The generation of human language is a complex physiological and physical process between the human language center and the vocal organs. The vocal organs used by people in speech--tongue, teeth, throat, lungs, and nasal cavity vary greatly in size and shape. , so the soundprints of any two people are different. Each person's speech acoustic characteristics are both relatively stable and variability, not absolute and immutable. This variation can come from physiology, pathology, psychology, simulation, camouflage, and also related to environmental disturbances. However, since each person's vocal organs are different, in general, people can still distinguish the voices of different people or judge whether they are the same person's voice.
According to different application scenarios, voiceprint recognition can be divided into Speaker Identification (SI) and Speaker Verification (SV). SI refers to the fact that we have a speech to be tested. We need to compare this speech with a dry speaker in a set we know. Choosing the best match is a one-to-many problem. SV means that we have an unknown voice, and then we can determine whether the voice is from this target user. It is a one-to-one binary classification problem.


In application, the application prospect of voiceprint recognition is in the security field, such as criminal investigation, access control, banking transactions, and so on. In addition, in the field of smart homes, for the sake of security, and for a better intelligent experience, such as accurately identifying which sentence is the order issued by the owner in the context of vocalization, the voiceprint recognition technology has gradually received attention.

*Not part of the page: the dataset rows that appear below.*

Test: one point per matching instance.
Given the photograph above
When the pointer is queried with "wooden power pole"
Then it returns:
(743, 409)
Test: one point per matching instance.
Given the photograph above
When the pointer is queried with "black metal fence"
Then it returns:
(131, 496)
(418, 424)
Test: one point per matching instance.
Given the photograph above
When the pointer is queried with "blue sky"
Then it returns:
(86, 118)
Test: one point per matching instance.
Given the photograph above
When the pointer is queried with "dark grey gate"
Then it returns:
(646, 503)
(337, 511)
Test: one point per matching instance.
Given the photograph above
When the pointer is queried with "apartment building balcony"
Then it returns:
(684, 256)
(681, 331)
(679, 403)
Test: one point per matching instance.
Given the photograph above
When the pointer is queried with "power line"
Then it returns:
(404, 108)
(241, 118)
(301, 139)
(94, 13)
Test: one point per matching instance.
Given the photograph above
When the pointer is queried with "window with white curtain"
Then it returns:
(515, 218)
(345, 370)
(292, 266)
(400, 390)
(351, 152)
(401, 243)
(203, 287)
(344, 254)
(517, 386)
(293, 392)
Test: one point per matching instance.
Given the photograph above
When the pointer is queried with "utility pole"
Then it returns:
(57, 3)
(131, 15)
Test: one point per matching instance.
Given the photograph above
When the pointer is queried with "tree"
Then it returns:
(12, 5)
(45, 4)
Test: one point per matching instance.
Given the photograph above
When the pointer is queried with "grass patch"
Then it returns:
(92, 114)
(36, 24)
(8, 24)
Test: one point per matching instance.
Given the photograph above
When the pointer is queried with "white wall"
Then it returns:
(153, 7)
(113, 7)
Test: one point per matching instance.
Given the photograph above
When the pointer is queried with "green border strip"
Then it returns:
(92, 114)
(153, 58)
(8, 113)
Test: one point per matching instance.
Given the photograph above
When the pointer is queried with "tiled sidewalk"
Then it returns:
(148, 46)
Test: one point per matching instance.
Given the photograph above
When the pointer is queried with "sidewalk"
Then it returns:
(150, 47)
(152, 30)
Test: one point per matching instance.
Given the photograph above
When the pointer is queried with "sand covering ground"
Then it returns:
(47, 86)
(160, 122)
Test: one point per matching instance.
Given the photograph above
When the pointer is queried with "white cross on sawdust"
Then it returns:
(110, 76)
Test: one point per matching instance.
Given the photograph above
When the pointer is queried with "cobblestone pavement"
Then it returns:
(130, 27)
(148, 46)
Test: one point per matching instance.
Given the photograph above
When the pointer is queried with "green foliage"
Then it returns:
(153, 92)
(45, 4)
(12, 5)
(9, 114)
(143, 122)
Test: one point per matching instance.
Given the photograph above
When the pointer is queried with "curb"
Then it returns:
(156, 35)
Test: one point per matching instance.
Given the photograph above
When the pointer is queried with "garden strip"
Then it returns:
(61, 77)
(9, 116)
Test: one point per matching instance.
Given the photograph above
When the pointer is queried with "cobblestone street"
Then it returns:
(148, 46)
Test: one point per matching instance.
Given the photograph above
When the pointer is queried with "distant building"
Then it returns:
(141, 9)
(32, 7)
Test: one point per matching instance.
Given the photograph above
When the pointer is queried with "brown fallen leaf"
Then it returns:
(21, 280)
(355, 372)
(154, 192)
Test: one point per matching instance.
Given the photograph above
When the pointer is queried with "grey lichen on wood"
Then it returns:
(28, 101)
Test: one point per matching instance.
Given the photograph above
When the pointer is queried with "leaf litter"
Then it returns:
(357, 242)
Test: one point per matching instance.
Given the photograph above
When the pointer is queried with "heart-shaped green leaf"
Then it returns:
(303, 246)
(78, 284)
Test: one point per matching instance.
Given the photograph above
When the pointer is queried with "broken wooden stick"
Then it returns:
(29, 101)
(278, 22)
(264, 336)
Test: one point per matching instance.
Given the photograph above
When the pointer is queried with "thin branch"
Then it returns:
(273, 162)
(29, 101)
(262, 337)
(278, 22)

The main tasks of voiceprint recognition include: speech signal processing, voiceprint feature extraction, voiceprint modeling, voiceprint comparison, and decision making.


1. The voice acquisition with voiceprint features is convenient and natural;
2, the cost of obtaining voice is low, simple to use, like a microphone, communication equipment, etc.;
3. Suitable for remote identity verification;
4. The algorithm for voiceprint recognition and confirmation is low in complexity;
5, with some other measures, such as content identification through speech recognition, can improve the accuracy.